Let's get one thing straight to begin with: this comic canter through The War Of The Worlds has nothing to do with Jeff Wayne. There's music, yes, performed live on stage, and a nod or two to lines of dialogue made famous by the iconic rock-opera. But this is actually a surprisingly faithful treatment of HG Wells' original novel, in a show which balances high-spirited playfulness with a sincere and often sensitive story.
The tale is narrated by Christopher Smart, resplendent in waistcoat and mutton-chops, looking every inch the Victorian gentleman at the heart of Wells' tale. The other three actors cycle between roles – donning moustaches to become soldiers or a cassock to evoke a clergyman – and sometimes retreat to the back of the stage to play an instrument or two. The audience get to be part of it as well; the actors talk to us, respond to our laughs or applause, and the overall feeling is very much of an enjoyable endeavour being shared.
Creative riffs keep on coming. Ogilvy the Astronomer is followed by a blackboard wherever he goes, while a soldiers' parade degenerates into dance moves.
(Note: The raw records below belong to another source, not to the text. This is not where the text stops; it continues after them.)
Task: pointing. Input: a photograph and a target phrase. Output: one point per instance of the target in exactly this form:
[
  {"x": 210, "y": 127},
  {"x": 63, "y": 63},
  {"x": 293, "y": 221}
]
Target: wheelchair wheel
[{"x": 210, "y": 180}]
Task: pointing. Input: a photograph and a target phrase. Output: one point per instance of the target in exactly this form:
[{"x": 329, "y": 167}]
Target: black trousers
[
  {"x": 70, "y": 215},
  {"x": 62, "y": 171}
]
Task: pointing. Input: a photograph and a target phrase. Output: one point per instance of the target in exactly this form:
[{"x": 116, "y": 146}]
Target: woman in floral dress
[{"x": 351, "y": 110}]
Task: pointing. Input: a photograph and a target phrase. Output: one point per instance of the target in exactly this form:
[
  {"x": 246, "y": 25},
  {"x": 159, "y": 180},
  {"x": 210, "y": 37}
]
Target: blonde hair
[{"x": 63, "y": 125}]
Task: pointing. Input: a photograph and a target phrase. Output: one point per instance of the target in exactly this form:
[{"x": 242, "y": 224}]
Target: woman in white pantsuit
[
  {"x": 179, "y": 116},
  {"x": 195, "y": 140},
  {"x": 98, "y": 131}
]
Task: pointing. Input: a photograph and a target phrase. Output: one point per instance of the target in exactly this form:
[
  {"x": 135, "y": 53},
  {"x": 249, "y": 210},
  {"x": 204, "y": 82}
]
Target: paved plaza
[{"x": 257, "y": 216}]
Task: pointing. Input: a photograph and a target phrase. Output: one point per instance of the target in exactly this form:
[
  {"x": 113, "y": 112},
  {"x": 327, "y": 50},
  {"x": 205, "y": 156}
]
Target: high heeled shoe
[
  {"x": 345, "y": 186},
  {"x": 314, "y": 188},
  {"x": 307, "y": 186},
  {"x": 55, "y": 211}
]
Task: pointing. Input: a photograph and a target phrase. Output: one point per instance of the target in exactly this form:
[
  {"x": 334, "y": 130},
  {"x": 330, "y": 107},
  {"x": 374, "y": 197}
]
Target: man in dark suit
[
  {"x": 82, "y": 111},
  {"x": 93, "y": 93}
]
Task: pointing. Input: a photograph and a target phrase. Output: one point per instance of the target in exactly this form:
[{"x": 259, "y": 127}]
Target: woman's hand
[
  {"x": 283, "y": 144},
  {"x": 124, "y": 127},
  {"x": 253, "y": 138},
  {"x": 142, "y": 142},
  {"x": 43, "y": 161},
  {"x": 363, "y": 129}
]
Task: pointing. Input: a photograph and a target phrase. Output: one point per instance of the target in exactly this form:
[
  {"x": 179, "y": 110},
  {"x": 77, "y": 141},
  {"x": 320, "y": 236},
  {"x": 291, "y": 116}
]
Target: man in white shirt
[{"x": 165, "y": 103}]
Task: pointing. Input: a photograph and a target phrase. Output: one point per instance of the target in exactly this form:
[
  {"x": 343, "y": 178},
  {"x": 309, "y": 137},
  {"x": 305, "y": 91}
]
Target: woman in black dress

Yet when the stakes ramp up, it gets genuinely exciting: in an intense, starkly-lit scene, Smart hunches over a table to re-enact his first encounter with the aliens, a tea-urn brilliantly depicting the metal leg of a Martian fighting machine.
Some of the funniest moments are simple one-liners, while extended puns and pop-culture references trigger frequent groans of recognition from the audience. There's plenty of interplay between the cast as well. Perhaps it got a little too loose on the day I attended – but whether the banter is scripted or genuinely spontaneous, the in-character joshing between the four actors creates the sense that they're enjoying themselves every bit as much as we are.
Condensing a novel to a one-hour play clearly requires a cut or two, and the script limits itself to events around the narrator's home near Woking. So we don't get the sinking of the Thunder Child, but we do get a strong sense of locality and immediacy – the understanding that war affects individual people, on a personal and poignant scale. The militaristic undertone of Wells' novel is present and correct as well: the narrator's certainty that a single shell will finish off the Martians is a telling comment on human hubris, with echoes, maybe, in some of the misjudgements of our recent past.
At times, in fact, I wished they'd done more with that. Every now and then Smart slows down to take things seriously, but there's always a hint of parody in his delivery; I'd have loved to see what happened if the group embraced the moment fully, and let the shock and emotion of the events they're describing come properly through. Overall though, The War Of The Worlds is a fine and rare creation – a jovial, convivial comedy, which still shows respect for the story it tells. Fly to the Warren to see it.